Giving our polynomial regression model roughly as:
大致给出我们的多项式回归模型:
使用我们的回归模型进行预测 (Using our Regression Model to make predictions)
# Predict humidity for a pressure of 1007 millibars
# Tranform 1007 to 1, 1007, 1007^2 suitable for input, using
# pre_process.fit_transformy_new = pr_model.predict(pre_process.fit_transform([[1007]]))
y_new
Here we expect a Humidity value of 0.7164631 for a pressure reading of 1007 millibars.
在这里,对于1007毫巴的压力读数,我们期望的湿度值为0.7164631。
We can plot this point on our data plot using the following code:
我们可以使用以下代码在数据图上绘制该点:
plt.scatter(1007, y_new, c = "red")
评估我们的模型 (Evaluating our Model)
To evaluate our model we are going to be using mean squared error (MSE), discussed in the previous episode, the function can easily be imported from sklearn.

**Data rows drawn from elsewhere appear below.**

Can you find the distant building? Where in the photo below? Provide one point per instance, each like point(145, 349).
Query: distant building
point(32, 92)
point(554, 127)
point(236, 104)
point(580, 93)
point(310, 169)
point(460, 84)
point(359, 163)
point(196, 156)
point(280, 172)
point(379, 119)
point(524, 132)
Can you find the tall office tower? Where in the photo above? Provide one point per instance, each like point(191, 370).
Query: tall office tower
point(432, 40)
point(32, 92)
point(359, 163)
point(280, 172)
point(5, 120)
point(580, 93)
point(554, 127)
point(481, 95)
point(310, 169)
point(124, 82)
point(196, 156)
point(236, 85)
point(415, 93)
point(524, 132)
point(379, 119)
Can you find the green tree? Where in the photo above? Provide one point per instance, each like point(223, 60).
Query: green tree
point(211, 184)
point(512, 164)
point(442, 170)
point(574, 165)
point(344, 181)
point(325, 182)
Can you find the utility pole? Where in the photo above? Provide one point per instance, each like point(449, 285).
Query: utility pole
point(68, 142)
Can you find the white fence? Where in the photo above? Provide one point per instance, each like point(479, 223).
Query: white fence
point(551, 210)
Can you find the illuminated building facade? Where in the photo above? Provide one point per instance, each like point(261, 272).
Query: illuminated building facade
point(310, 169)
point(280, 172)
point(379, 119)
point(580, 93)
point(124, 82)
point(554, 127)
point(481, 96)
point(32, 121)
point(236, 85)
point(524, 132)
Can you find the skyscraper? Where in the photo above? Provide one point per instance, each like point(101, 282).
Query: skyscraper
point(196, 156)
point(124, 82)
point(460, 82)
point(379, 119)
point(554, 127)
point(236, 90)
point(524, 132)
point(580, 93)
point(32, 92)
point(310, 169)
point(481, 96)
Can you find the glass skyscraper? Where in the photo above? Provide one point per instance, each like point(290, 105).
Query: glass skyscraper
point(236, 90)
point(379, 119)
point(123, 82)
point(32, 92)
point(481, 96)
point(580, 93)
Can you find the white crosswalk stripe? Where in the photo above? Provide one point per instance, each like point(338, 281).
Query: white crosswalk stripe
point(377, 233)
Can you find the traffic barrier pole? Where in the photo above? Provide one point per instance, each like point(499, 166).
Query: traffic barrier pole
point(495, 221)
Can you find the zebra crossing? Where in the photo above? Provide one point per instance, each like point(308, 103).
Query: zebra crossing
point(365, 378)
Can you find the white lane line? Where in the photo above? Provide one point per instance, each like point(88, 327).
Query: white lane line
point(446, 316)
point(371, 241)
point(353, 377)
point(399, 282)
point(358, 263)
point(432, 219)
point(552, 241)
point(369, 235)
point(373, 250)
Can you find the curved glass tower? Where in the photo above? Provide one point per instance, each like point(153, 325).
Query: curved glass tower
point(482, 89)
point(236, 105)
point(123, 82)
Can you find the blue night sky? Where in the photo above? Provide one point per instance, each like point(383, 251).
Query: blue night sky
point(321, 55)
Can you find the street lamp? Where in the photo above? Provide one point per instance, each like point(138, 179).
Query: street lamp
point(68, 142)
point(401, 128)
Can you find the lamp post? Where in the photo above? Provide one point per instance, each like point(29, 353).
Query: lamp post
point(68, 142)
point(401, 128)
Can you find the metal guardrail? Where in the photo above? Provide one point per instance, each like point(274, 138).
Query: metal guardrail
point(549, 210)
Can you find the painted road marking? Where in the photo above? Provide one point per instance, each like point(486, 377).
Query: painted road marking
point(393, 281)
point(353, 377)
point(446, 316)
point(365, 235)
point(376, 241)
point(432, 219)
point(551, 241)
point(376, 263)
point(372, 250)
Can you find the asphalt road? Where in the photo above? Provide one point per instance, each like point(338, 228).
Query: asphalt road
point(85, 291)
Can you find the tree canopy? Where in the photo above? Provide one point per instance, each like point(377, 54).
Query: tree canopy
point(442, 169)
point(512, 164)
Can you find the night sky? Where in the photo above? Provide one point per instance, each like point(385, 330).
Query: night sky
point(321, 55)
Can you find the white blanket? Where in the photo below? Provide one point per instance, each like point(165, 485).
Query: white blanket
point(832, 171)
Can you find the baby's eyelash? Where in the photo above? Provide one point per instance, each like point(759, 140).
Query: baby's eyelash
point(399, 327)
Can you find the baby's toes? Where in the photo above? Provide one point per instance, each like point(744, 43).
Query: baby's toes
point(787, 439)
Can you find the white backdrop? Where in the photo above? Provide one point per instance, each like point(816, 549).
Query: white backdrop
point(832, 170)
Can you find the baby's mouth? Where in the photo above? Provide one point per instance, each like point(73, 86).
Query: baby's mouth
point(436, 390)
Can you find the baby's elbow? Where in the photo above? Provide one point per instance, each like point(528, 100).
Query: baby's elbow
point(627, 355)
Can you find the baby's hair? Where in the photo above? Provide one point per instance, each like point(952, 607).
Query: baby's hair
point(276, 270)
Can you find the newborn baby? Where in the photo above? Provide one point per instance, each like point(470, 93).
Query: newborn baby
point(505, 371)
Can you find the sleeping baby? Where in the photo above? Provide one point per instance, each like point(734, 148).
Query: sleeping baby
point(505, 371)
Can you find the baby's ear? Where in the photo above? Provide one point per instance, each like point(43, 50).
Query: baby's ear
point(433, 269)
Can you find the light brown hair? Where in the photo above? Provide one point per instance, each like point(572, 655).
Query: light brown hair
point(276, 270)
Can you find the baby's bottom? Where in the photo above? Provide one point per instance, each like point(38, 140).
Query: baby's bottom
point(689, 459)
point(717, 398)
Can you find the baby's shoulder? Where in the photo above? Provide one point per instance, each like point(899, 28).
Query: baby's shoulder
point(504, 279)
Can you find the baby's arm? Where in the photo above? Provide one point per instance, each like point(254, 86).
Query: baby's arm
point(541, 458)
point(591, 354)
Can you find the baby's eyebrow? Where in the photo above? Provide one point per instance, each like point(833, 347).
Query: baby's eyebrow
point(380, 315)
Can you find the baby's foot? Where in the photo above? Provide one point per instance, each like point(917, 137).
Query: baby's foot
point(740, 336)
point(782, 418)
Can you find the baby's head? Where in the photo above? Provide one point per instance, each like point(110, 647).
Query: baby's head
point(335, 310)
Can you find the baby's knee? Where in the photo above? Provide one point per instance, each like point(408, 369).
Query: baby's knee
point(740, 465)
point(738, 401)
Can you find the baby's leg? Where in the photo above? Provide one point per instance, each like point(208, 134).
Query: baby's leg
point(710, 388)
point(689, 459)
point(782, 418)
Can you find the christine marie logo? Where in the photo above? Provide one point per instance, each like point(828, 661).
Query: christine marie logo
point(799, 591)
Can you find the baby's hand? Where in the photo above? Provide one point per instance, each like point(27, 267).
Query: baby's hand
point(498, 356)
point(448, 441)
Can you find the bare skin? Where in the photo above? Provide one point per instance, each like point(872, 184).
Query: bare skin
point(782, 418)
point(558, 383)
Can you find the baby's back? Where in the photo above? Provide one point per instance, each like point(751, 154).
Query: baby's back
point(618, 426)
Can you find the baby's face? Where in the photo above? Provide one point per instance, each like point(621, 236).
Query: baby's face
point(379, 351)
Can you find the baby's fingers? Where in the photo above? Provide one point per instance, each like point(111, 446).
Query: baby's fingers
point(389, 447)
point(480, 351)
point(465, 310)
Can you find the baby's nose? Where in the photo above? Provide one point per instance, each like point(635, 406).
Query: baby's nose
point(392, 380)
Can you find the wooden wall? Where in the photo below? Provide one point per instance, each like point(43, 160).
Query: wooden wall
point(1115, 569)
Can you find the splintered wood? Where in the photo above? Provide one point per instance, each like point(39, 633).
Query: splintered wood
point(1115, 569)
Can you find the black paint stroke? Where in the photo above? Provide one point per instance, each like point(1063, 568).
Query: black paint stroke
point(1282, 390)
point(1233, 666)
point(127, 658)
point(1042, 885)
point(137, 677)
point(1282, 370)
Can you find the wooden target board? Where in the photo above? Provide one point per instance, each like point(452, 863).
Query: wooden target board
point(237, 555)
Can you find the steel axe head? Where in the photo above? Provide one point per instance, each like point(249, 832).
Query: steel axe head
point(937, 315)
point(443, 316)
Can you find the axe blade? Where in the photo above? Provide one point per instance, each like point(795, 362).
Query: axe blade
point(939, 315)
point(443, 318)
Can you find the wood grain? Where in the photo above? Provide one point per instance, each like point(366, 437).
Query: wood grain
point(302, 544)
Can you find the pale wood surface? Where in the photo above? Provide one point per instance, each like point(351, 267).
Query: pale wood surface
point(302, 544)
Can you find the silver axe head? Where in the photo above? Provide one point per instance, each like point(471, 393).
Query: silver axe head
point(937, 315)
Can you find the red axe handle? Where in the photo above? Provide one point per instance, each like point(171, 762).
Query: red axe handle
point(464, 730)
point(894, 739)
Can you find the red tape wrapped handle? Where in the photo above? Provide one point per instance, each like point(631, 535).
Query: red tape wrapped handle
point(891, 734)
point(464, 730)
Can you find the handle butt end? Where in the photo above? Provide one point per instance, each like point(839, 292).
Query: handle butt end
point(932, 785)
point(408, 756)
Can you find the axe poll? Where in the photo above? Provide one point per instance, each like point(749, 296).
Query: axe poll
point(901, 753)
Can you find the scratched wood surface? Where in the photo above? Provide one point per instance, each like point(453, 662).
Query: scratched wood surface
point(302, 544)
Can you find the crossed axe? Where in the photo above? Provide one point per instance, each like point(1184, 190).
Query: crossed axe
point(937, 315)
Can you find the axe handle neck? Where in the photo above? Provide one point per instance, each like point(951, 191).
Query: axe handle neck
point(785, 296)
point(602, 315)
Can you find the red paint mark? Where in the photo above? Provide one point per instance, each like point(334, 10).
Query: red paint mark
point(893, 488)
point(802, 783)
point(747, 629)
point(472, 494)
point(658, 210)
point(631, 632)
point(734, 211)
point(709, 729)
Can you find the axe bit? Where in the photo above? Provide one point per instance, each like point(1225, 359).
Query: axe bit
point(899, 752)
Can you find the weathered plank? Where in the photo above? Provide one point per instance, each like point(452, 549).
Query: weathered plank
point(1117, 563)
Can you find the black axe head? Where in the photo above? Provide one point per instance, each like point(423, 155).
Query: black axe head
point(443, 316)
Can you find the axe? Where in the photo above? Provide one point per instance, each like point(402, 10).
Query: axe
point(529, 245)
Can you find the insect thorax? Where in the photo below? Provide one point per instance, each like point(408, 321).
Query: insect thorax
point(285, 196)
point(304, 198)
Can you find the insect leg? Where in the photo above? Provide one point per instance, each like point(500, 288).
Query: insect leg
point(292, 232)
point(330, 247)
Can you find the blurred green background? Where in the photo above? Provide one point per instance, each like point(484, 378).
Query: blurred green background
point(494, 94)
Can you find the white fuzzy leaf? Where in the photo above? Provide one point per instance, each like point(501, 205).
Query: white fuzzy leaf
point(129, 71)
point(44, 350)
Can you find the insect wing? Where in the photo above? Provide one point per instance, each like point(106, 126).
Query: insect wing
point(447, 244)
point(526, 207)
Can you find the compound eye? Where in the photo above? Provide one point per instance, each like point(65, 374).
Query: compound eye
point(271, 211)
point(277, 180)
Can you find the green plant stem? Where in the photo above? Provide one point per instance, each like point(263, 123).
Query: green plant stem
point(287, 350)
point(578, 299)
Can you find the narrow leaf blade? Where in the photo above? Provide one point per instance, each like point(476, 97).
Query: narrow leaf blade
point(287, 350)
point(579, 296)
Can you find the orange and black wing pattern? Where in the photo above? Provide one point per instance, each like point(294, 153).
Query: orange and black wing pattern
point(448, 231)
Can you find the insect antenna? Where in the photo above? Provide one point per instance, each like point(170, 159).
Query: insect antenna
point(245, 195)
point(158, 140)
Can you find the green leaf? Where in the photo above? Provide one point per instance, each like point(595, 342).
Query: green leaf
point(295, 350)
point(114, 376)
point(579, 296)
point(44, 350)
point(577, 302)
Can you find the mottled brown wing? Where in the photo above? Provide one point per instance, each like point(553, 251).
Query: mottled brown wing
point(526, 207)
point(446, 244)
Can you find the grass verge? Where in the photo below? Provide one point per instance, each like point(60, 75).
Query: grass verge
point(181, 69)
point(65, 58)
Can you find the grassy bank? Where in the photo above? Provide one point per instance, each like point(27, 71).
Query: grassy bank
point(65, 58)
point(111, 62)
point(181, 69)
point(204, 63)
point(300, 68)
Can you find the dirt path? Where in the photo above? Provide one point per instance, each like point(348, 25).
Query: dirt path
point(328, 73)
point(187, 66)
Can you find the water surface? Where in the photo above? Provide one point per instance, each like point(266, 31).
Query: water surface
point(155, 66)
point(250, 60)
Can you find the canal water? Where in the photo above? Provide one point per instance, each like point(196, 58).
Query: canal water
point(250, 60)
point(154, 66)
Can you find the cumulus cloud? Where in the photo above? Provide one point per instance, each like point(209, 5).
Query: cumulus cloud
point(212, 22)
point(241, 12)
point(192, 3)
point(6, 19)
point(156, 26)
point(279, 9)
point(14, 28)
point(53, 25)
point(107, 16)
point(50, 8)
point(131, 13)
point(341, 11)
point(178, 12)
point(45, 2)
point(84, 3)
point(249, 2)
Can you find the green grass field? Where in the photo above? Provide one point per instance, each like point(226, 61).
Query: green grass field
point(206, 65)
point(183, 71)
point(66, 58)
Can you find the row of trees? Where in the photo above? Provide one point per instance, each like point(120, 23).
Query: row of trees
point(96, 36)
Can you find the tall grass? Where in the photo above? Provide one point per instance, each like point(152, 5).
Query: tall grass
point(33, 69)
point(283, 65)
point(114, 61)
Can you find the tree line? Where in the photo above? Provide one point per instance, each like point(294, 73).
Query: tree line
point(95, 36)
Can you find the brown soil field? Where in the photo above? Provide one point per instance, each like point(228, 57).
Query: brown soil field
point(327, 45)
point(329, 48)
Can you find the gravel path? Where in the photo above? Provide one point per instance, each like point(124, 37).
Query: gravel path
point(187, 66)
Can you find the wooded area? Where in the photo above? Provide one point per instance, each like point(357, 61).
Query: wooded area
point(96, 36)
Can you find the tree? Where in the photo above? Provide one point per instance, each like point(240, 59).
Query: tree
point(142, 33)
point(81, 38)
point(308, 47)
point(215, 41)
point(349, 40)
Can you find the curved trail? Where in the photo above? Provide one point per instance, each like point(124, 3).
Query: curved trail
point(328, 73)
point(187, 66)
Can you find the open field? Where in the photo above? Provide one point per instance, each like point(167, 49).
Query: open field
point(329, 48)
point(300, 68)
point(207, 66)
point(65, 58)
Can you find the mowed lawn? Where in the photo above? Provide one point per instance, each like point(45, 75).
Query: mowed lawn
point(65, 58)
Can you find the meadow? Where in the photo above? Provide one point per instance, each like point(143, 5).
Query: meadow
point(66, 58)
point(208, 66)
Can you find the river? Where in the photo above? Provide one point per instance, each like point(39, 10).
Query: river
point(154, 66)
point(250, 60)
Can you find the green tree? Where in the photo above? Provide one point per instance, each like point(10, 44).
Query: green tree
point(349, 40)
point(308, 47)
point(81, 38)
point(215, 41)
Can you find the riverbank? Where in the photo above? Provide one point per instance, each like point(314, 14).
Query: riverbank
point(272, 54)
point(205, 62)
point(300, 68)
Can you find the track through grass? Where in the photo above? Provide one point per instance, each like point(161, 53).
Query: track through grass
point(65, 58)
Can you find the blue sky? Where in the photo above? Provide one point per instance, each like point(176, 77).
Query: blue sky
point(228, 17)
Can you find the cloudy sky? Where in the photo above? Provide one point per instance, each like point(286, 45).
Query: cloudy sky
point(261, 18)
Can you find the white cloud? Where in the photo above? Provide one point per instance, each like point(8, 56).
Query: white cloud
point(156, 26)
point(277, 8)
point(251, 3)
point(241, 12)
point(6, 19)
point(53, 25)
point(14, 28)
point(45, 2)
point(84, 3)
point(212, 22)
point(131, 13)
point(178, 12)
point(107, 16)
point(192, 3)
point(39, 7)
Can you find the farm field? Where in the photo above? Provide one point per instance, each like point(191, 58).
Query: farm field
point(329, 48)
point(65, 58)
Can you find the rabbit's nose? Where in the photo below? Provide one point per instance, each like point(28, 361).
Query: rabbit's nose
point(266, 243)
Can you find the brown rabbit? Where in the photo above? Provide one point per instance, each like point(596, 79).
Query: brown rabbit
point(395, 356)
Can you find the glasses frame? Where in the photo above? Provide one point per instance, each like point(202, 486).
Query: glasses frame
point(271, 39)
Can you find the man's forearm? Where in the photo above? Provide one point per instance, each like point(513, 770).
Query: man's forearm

为了评估我们的模型,我们将使用上一集中讨论的均方误差(MSE) ,可以轻松地从sklearn导入函数。
from sklearn.metrics import mean_squared_error
mean_squared_error(y, y_pred)
The mean squared error for our regression model is given by: 0.003358..
我们的回归模型的均方误差为:0.003358 ..
If we want to change our model to include ³ we can do so by simply changing PolynomialFeatures to degree 3:
如果要更改模型以包括³ ,可以通过将PolynomialFeatures更改为3级来实现 :
pre_process = PolynomialFeatures(degree=3)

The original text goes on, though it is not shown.